I've been trying to 'fix' new mage for a while, so I'd be interested to hear if anybody else has had ideas along these lines or is interested in hearing more.
Sounds interesting overall, like some sort of blend between WoD and CoD mages. It reads as if you're trying to stay halfway between bringing back paradigms and not. Your short description of Covenants was good enough to immediately grab me with "this one is who I want to play", which the quick introduction to Awakening failed to do for me (right now, some of the things I hear about the Free Council sound cool, but somehow it didn't have the same effect on me back in the day with the quick introduction to Awakening factions).

The Technocracy's plan is self-defeating. You can't have mass Ascension without a Consensus that permits it.

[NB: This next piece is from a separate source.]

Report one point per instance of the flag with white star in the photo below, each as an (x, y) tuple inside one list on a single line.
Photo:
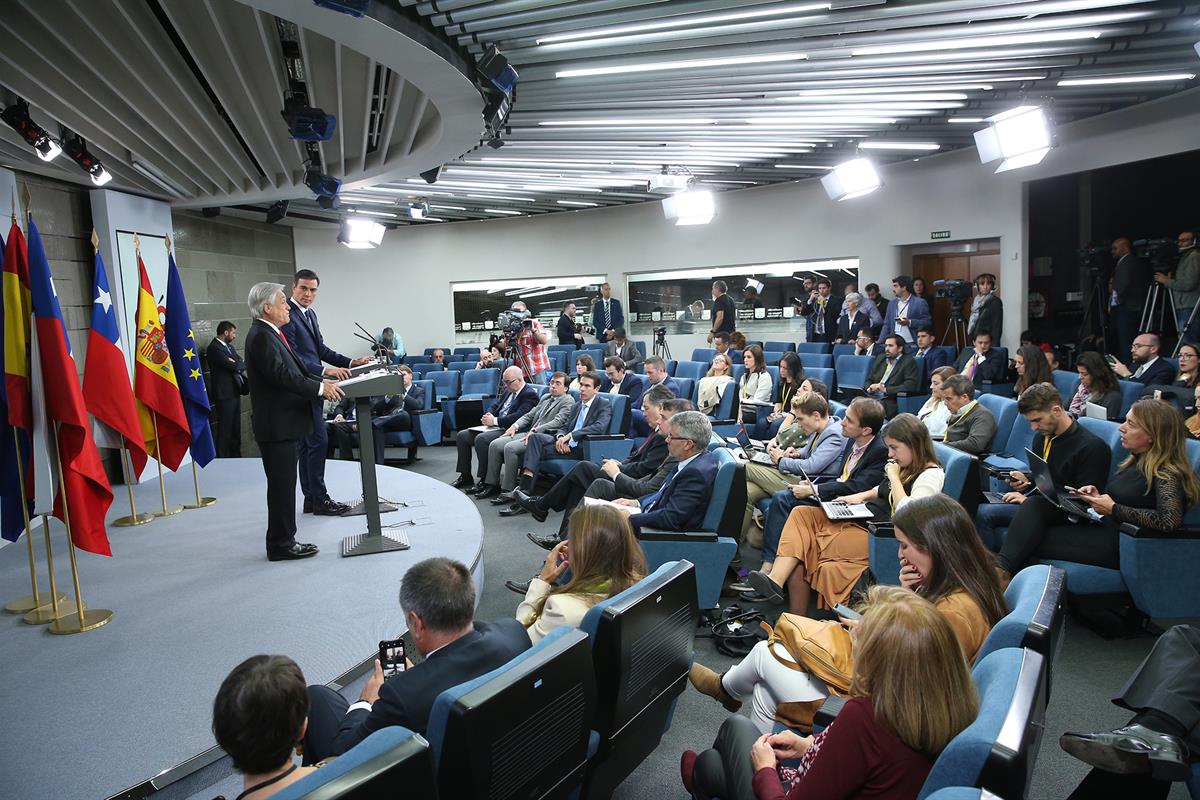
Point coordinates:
[(185, 356)]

The sleepers will not achieve enlightenment unless they believe that they can. And the technocracy's plan is stripping away the belief in the concept of enlightenment.

Really, the Technocracy's actual plan is the same as Syndrome's from the Incredibles. When everyone is super, no one will be. That is to say, they're systematically codifying all of their tricks into the Consensus, thus bluring the line between Sphere magic and Linear magic. The ultimate end to their plan will be that a sleeper can do anything and everything that a mage can do. But it won't produce enlightenment or ascension. It'll just be a huge suite of lovely toys baked into the Consensus.
Reminds me of an old joke, originally told about the Commies:
"What are you doing?"
"A revolution!"
"And what are fighting for?"
"For a world where nobody is rich!"
"Weird, back when we had a revolution, we were fighting for a world where nobody is poor!"